The great Carthaginian oligarchs and slaveholders extended and perfected what the Phœnicians perhaps only began. They acquired in various ways vast landed estates, and oppressed and impoverished the tributary colonists and small freeholders by grievous exactions; they seized their homesteads, and finally reduced them to serfdom and slavery. Toward the decline of Carthaginian power, such estates were mostly cultivated by slaves; and these slaves—those in the country as well as those in the cities—were either Libyo-Phœnicians and Libyans, or belonged to Asiatic and European races—the unhappy individuals being either bought or taken as prisoners of war. The subdued and slave populations were as mixed as the Carthaginian armies, which, in Africa especially, contained a vast number of negroes—thus presenting an antetype of the French Turcos.

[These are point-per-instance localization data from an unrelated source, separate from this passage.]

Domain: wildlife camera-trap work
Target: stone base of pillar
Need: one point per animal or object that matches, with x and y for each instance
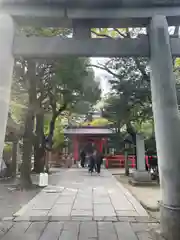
(140, 178)
(170, 222)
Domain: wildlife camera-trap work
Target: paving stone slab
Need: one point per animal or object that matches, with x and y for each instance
(139, 227)
(144, 236)
(127, 219)
(35, 230)
(59, 218)
(52, 231)
(70, 231)
(127, 213)
(60, 210)
(17, 231)
(124, 231)
(88, 230)
(82, 213)
(106, 231)
(81, 218)
(78, 192)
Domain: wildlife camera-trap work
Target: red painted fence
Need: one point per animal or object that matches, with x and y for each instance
(118, 161)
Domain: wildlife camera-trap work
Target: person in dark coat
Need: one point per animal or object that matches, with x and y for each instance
(91, 163)
(83, 158)
(99, 161)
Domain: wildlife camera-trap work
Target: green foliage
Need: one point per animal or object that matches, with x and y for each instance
(7, 147)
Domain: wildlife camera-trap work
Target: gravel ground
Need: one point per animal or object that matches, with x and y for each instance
(148, 196)
(11, 199)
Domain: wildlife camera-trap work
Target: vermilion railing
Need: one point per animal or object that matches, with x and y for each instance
(119, 161)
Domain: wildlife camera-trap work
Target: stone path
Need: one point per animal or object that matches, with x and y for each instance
(80, 207)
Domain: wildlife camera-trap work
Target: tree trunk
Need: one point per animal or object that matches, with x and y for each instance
(14, 159)
(27, 151)
(39, 145)
(51, 130)
(126, 163)
(29, 126)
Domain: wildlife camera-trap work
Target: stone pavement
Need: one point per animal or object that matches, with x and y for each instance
(80, 207)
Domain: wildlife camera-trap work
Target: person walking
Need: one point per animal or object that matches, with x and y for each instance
(83, 158)
(99, 161)
(91, 163)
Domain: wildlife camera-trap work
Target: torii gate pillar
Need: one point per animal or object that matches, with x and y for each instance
(167, 126)
(6, 72)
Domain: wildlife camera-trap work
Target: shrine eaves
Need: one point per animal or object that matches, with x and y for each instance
(97, 3)
(95, 13)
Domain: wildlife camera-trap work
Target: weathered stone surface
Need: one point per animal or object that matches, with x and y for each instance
(139, 227)
(127, 213)
(70, 231)
(124, 231)
(144, 236)
(106, 231)
(52, 231)
(88, 230)
(81, 196)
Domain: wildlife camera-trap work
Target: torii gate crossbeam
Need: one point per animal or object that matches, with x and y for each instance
(82, 15)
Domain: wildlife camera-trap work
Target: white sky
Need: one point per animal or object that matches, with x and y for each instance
(102, 75)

The gigantic struggle of Carthage with Rome decided the destinies of the world. Carthage fell. But the breath of the moribund slave-holding oligarchy of Carthage poisoned Rome. The tragic malediction of Dido received its fulfilment, though not in the precise manner recorded by Virgil in the Ænead.

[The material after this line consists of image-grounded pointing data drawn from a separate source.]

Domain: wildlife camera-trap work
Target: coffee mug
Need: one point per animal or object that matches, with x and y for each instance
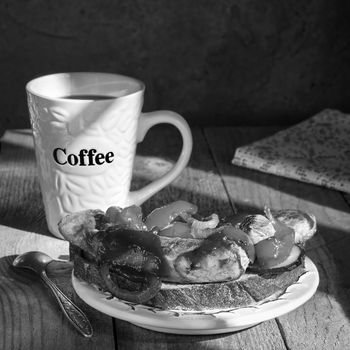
(86, 127)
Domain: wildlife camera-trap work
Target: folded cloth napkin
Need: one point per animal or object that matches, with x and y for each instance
(315, 151)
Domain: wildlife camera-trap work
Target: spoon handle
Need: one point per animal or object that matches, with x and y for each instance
(72, 312)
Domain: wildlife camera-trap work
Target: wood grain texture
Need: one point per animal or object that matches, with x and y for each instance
(323, 322)
(201, 184)
(30, 318)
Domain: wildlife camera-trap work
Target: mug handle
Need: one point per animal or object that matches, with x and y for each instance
(146, 121)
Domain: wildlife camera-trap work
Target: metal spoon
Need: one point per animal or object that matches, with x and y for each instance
(37, 262)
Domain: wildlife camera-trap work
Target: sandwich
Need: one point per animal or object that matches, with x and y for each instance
(174, 259)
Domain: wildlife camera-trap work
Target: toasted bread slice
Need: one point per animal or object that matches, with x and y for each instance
(249, 290)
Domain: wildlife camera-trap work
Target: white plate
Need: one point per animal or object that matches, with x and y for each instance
(209, 322)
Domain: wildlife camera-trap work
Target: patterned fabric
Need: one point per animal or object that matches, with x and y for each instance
(315, 151)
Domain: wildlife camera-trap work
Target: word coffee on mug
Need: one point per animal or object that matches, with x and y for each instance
(86, 127)
(84, 158)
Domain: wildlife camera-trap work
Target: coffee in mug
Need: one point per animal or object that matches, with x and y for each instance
(86, 127)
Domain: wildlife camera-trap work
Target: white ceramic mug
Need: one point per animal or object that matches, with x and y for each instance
(86, 127)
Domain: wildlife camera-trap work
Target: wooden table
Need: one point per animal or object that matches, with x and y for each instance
(29, 315)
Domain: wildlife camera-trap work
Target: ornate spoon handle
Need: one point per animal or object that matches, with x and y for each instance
(72, 312)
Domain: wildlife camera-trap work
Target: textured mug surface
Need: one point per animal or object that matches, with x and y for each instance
(85, 147)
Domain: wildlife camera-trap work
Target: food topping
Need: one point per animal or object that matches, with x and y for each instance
(258, 227)
(172, 244)
(216, 259)
(164, 216)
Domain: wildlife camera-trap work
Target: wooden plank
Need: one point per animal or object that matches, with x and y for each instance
(201, 184)
(323, 322)
(29, 316)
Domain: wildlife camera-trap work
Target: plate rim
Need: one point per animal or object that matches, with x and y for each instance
(181, 321)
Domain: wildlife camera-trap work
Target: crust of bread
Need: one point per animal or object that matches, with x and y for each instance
(250, 289)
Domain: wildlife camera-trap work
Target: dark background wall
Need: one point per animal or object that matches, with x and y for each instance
(214, 61)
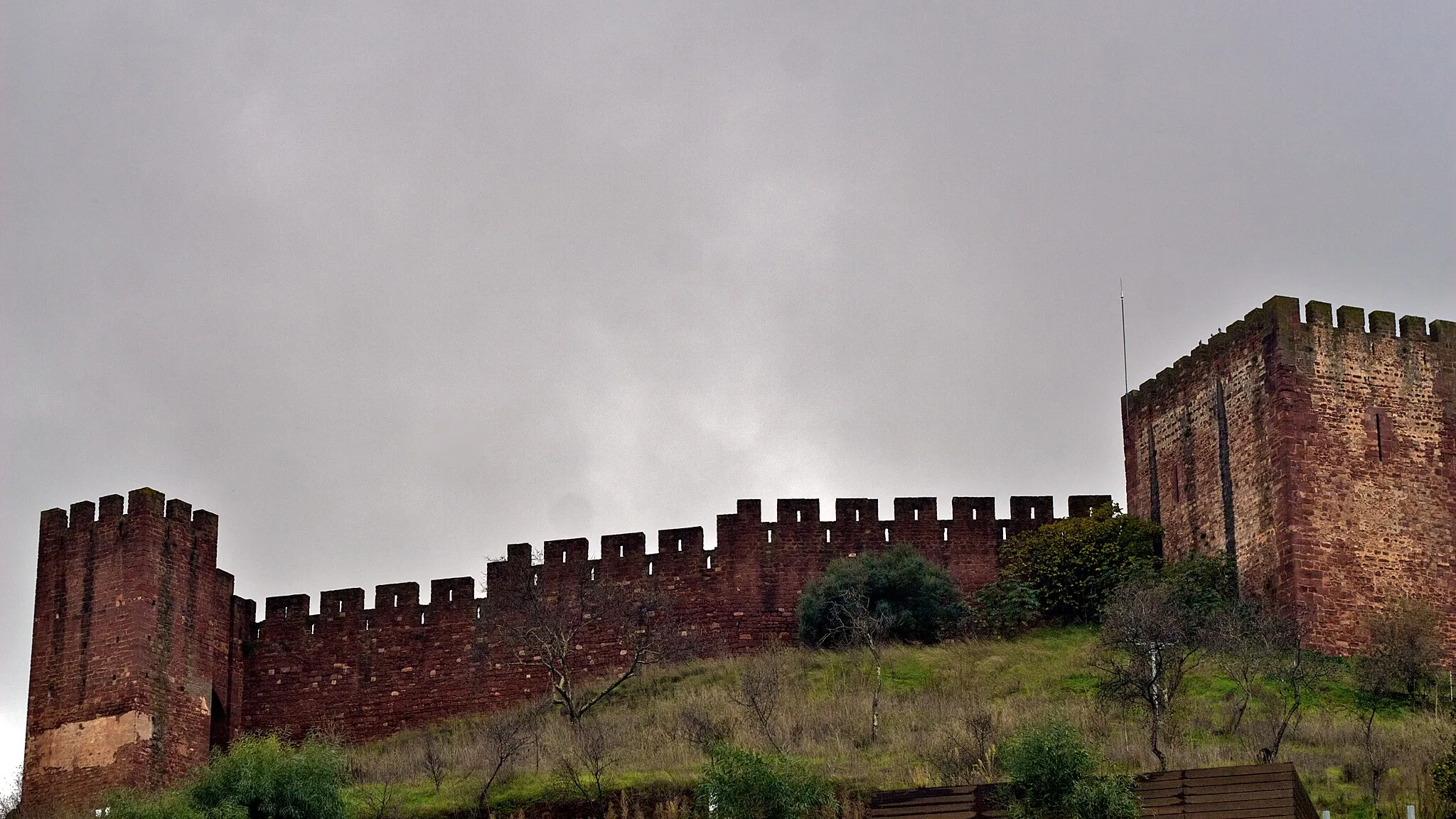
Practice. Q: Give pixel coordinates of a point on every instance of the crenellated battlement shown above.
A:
(1280, 319)
(625, 556)
(369, 668)
(1314, 449)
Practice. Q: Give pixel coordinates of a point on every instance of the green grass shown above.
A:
(928, 695)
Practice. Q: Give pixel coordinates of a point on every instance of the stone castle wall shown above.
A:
(132, 638)
(143, 658)
(1321, 452)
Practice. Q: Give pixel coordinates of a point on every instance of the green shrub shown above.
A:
(1053, 777)
(1443, 776)
(922, 598)
(744, 784)
(257, 778)
(1005, 608)
(1075, 563)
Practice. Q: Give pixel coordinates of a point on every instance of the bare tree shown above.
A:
(380, 780)
(434, 761)
(1293, 674)
(583, 769)
(967, 752)
(1242, 649)
(555, 627)
(1400, 658)
(500, 741)
(701, 727)
(1404, 638)
(854, 621)
(761, 684)
(1146, 649)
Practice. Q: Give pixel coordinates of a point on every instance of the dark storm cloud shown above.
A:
(387, 287)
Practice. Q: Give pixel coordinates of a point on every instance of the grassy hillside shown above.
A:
(939, 705)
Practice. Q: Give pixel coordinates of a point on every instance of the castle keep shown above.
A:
(1320, 452)
(143, 659)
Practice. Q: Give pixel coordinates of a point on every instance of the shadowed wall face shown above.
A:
(143, 658)
(130, 660)
(1320, 452)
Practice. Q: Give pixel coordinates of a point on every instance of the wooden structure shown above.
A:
(1239, 792)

After having conquered Carthage and Numidia, the Romans distributed among their own colonists the immense estates of the Carthaginian slaveholders, which, however, had been previously appropriated by the Numidian kings. Phœnicians, Libyo-Phœnicians, Libyans and Carthaginians, all now either became Roman colonists, or else serfs and chattels in the villas of their Roman masters. When the Vandals conquered Africa, the Romans in their turn shared the fate of all their predecessors, who had in succession been reduced to serfdom and domestic slavery, the one by the other. In the character of serfs and chattels, these various races now cultivated for their Vandal masters the lands and farms which once were their own. Thus affording an additional illustration of the eternal and omnipotent law of retribution and compensation.